This post follows on from here.
Applying this to the question of freedom of expression is a complicated task. Just as with sex, the ability to express ourselves is a fundamental part of what it is to be human. I noted in the first section on rights that we should have the right to freedom of expression, based on the idea that expressing ourselves is a fundamental part of what it is to be an autonomous moral agent. Just as the state should ‘stay out of our sex lives’, the state should also, on the basis of this conception of the right to expressive autonomy, ‘stay out of our expressive lives’ as well. This is in line with my position that we should have the right to freedom of expression. If the state must not interfere with our expressive autonomy, then we should not have content-based laws that stifle hate speech, or any other instances of ‘worthless’ expression. There is a further (consequentialist) reason which might strengthen this idea if the idea of a right to expressive autonomy is not convincing enough. In cases of homicide or litter-dropping, there is a direct and narrow effect of the action, i.e. a person is killed or a street is made dirtier.

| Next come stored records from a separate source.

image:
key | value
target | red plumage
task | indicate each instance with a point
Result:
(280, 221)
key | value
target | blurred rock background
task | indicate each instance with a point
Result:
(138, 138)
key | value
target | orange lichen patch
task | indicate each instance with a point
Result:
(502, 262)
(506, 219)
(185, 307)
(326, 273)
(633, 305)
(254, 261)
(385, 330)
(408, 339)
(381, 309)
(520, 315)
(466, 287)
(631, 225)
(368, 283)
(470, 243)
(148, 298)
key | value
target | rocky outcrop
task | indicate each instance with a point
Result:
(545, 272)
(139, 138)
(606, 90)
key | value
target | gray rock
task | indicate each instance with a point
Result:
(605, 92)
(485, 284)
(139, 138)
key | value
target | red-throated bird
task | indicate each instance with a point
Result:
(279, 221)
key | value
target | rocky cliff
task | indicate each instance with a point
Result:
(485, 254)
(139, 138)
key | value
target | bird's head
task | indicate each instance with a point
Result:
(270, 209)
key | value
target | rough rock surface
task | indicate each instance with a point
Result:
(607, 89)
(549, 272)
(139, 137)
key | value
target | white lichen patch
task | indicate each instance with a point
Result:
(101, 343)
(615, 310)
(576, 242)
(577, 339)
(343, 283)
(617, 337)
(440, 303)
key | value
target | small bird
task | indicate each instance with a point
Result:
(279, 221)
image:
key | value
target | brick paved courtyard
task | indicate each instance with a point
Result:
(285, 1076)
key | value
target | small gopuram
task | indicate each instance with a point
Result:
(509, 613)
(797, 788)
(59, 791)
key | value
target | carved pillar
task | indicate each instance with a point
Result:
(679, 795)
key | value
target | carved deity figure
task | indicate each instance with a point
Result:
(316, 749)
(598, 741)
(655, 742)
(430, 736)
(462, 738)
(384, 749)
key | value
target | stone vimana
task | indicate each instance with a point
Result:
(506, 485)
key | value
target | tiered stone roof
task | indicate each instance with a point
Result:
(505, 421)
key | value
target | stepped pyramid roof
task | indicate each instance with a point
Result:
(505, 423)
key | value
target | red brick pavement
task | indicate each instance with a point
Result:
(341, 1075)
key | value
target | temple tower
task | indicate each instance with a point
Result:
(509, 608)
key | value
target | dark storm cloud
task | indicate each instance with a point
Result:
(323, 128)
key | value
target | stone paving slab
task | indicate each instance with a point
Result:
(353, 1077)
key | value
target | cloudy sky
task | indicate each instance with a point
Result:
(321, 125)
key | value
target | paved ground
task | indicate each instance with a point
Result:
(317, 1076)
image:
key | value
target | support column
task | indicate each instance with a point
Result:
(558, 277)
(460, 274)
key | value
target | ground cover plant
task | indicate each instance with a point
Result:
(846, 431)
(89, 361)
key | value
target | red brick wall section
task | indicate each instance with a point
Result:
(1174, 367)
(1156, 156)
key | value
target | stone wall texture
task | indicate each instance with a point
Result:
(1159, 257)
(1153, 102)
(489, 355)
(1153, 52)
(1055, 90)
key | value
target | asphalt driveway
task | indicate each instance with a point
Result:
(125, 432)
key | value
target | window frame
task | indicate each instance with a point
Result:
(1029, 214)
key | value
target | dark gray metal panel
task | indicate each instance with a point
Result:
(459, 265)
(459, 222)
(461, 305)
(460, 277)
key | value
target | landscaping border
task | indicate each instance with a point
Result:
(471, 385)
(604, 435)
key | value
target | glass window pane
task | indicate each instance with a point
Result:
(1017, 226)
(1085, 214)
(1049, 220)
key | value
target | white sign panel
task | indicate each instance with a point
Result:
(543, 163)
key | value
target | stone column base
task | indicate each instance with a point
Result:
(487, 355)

With harmful expression, the harm requires a listener, and is exacerbated the more listeners there are. Each time the state intervenes it is usually accompanied by media coverage, and this disseminates the hate speech to a much wider audience. So, if hate speech is harmful as a result of it being heard, and the stifling of that expression means that more people hear it, we cause more potential harm and further the incitement by restricting the expression. By trying to silence it, we make it seem more prominent and facilitate its dissemination by means of the resulting media coverage.
I think then that while we want to have a society in which there is no hate speech, and thus the dignity of minorities is free from harm caused by hate speech, I do not think that the state is justified in restricting hate speech.